Help your child deal with peer pressures by doing the following:

  1. Strengthen the bond with your child. She will be more likely to respect your views and values and better able to resist peer pressure if she has a good relationship with you and feels you are a source of support. This bond needs to be nurtured long before your child's teenage years.
  2. Promote your child's self-esteem. Children who are confident and have positive self-worth are more likely to pursue friendships with children who are good role models and better able to resist negative peer pressure. Find opportunities to boost your child's self-esteem and enjoy success by involving her in activities that capitalize on her strengths and interests. And, of course, praise him for things he does well at home.
  3. Set a good example. Your child is a keen observer of what you do and may learn more from what she sees than what she hears. If she sees that you are constantly striving to keep up with other parents, she will likely do the same with his peers.
  4. Talk with your child about peer pressure. Let your child know that you understand how hard it can be at her age to do things that make her stand out. Tell her that her peers may respect her decision not to join them in an activity even though they may not express it, and that some may even admire her courage in resisting what they could not. Help her understand that a friend who is pressuring her to do something that may be harmful is not much of a friend. Appeal to her desire for autonomy by encouraging her not to let others manipulate or make decisions for her.
  5. Avoid overreacting when talking about peer issues. Your child may tell you things that'll probably make your jaw drop. If you overreact, you'll discourage her from talking with you about these issues again. At the same time use these moments to introduce some cautions without moralizing or lecturing. Although it may seem as though she's dismissing what you're saying, she will hear you.
  6. Choose your battles tactfully. Don't make an issue out of your child's wanting to wear the same clothes as her friends or adopt a trendy hairstyle. Make your stand on high-risk peer behavior. Battling your child constantly over minor issues may drive your child toward peers who are similarly alienated from their parents. Not sweating the small stuff will enable you to be more effective when you challenge her on the larger issues.
  7. Help your child develop good decision-making skills. If she can learn to trust her own instincts when making decisions, she will be less likely to let others make decisions for her.
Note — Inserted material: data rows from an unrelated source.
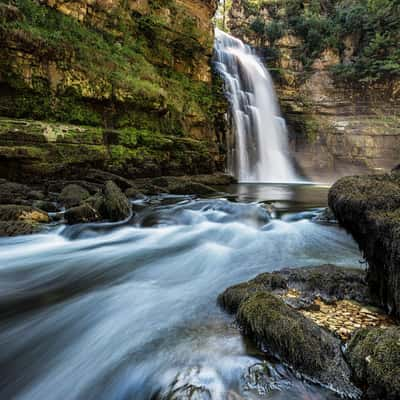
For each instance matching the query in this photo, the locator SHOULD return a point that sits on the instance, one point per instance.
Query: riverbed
(128, 310)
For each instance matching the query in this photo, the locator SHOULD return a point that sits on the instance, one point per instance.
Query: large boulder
(116, 205)
(20, 220)
(296, 340)
(72, 195)
(328, 282)
(81, 214)
(374, 355)
(16, 228)
(369, 208)
(266, 315)
(12, 212)
(13, 193)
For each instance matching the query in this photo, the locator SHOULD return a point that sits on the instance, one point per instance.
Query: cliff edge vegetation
(119, 85)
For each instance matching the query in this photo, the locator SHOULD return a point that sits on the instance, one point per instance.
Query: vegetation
(373, 27)
(122, 71)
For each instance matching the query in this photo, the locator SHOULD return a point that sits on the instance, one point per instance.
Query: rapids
(128, 311)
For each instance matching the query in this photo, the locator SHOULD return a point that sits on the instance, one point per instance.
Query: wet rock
(374, 355)
(16, 228)
(296, 340)
(369, 208)
(263, 378)
(13, 193)
(283, 331)
(72, 195)
(57, 186)
(328, 282)
(10, 13)
(326, 216)
(44, 205)
(81, 214)
(196, 383)
(99, 177)
(191, 188)
(36, 195)
(12, 212)
(116, 205)
(20, 220)
(134, 194)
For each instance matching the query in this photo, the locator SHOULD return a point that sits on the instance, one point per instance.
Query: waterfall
(258, 151)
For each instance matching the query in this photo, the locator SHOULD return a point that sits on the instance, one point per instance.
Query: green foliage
(372, 25)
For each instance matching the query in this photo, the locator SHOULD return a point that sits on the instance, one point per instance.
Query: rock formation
(125, 86)
(339, 124)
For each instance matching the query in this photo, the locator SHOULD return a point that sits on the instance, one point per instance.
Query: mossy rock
(284, 332)
(81, 214)
(116, 205)
(72, 195)
(12, 212)
(374, 355)
(368, 207)
(287, 333)
(16, 228)
(327, 281)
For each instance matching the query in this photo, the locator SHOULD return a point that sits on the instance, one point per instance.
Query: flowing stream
(128, 311)
(258, 152)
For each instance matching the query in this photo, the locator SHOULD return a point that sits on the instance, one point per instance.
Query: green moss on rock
(374, 355)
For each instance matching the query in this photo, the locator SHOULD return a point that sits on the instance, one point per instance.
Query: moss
(374, 355)
(368, 208)
(284, 332)
(130, 84)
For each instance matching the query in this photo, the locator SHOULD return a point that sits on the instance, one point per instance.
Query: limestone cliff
(340, 123)
(122, 85)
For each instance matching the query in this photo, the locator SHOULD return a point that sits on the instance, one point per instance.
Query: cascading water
(259, 149)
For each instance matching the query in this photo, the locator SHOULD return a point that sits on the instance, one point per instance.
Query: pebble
(343, 317)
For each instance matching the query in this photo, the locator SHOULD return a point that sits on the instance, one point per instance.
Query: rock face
(368, 207)
(374, 355)
(128, 83)
(20, 220)
(338, 125)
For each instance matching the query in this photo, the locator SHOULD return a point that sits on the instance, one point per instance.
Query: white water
(259, 150)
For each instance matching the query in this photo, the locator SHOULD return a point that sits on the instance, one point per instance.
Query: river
(126, 311)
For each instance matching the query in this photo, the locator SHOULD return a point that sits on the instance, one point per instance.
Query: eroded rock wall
(337, 126)
(136, 72)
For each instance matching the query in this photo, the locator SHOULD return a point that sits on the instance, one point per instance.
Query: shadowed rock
(368, 207)
(374, 355)
(72, 195)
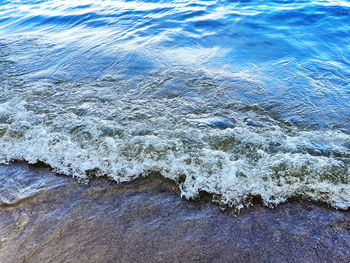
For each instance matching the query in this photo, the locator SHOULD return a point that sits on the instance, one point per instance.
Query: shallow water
(237, 99)
(144, 221)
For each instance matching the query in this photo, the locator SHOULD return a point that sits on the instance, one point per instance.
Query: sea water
(239, 99)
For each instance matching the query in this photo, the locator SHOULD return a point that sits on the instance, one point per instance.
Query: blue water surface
(234, 98)
(297, 53)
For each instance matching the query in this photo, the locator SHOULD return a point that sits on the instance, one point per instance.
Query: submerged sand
(49, 218)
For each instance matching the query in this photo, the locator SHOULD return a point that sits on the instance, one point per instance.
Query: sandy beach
(49, 218)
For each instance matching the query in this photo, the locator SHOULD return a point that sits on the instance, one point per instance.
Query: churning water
(234, 98)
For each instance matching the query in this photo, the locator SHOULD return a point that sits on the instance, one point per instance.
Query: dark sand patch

Encourage her to think through the possible consequences of the decision she is facing, including whether it may cause her harm. Let her know that giving in to the pressure now may make life harder for her later on.
  8. Help your child develop responses to peers. Help her figure out what to say to peers who are pressuring her to participate in high-risk activities. Suggest responses that are short and simple and that she can say comfortably. If she is receptive, role-play with her or encourage her to practice in front of a mirror.
  9. Get to know your child's friends, and create a network of parents. Only accept friendships that involve your daughter inviting her friends home. Spend some time with them and assess whether they are positive influences.
  10. Don't hesitate to set limits for your child. Your willingness to say no to her sets a good example and may help give her the courage to say no to a peer when faced with a potentially harmful situation.